Vacation homebuyers face financing hurdles
ORLANDO, Fla. – Feb. 20, 2013 – Qualifying for a loan isn’t easy for most borrowers nowadays, but it’s particularly difficult for vacation-home buyers who find tougher underwriting requirements and other obstacles.
“Many popular vacation-home destinations are in the same markets where property values tanked during the housing downturn and have yet to stabilize,” MarketWatch reports. “Some lenders say they’re concerned about underwriting mortgages in areas where prices could fall further. In other cases, lenders won’t approve mortgages if they receive a shaky appraisal report – for instance, one that includes sale prices from other towns when there’s a lack of comparable transactions in the neighborhood the applicant is buying into.”
Lenders also weigh the financial health of a homeowners’ association, if applicable, and they’re more apt to deny a loan if many existing neighborhood owners are behind on their dues, or if there are several homes unsold in the area even if the borrower has stellar credit.
Lenders are even less willing to provide private jumbo mortgages – loans above $417,000 in many parts of the country – on vacation homes.

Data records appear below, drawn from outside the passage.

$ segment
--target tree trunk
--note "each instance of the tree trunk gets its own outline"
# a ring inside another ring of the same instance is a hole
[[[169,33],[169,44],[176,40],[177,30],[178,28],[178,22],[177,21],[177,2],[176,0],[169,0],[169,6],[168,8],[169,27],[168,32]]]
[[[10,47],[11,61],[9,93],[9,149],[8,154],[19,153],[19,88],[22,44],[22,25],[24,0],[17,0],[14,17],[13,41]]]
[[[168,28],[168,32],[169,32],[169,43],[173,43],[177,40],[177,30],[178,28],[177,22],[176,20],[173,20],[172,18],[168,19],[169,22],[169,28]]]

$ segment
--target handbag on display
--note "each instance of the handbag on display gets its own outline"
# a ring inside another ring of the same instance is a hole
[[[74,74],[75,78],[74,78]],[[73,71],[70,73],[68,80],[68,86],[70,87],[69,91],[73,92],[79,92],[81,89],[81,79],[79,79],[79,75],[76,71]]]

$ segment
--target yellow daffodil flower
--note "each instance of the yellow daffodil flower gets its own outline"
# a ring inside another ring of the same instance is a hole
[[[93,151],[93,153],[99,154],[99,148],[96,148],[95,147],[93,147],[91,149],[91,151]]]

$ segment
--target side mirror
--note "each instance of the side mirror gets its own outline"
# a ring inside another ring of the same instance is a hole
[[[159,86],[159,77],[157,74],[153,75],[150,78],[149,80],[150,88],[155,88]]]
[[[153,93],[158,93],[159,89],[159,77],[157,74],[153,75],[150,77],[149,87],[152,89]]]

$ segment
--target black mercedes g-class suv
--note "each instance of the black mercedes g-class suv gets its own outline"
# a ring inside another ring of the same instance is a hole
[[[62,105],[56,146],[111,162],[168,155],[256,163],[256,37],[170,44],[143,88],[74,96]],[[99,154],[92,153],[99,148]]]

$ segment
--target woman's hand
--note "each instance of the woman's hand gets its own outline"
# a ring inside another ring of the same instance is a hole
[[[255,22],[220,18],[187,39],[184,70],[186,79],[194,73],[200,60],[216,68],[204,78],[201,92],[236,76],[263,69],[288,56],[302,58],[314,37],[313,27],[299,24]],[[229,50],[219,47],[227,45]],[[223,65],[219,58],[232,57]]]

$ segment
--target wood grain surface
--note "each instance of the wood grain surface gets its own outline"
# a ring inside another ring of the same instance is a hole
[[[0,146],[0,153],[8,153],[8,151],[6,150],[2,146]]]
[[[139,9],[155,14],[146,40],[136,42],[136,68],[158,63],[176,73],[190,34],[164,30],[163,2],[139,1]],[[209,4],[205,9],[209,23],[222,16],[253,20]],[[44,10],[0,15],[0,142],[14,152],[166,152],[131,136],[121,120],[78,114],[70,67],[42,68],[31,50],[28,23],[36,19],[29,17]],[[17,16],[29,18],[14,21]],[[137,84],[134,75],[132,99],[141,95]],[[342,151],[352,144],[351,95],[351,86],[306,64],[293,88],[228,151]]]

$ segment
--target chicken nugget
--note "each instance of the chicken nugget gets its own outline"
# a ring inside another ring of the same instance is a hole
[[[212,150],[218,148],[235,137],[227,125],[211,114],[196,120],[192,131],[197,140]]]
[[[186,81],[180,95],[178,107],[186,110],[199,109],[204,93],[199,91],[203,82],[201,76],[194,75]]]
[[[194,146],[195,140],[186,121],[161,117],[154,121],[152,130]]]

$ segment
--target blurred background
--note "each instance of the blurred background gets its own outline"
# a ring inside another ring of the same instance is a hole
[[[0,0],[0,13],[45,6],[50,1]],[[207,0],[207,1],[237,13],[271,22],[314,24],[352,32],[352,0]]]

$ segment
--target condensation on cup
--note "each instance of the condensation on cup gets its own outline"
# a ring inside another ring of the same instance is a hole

Lenders are also more strict with vacation-home buyers, passing on higher mortgage rates – perhaps a quarter of a percentage point higher –compared to those applying for a loan to buy a primary residence. Lenders may also require larger downpayments than they would on a primary residence; in some cases, that can range from 30 percent to 60 percent.
But with prices in many markets still at affordable levels and mortgage rates so low, buyer demand is up for vacation properties. To avoid obstacles, more buyers today bring cash to the deal.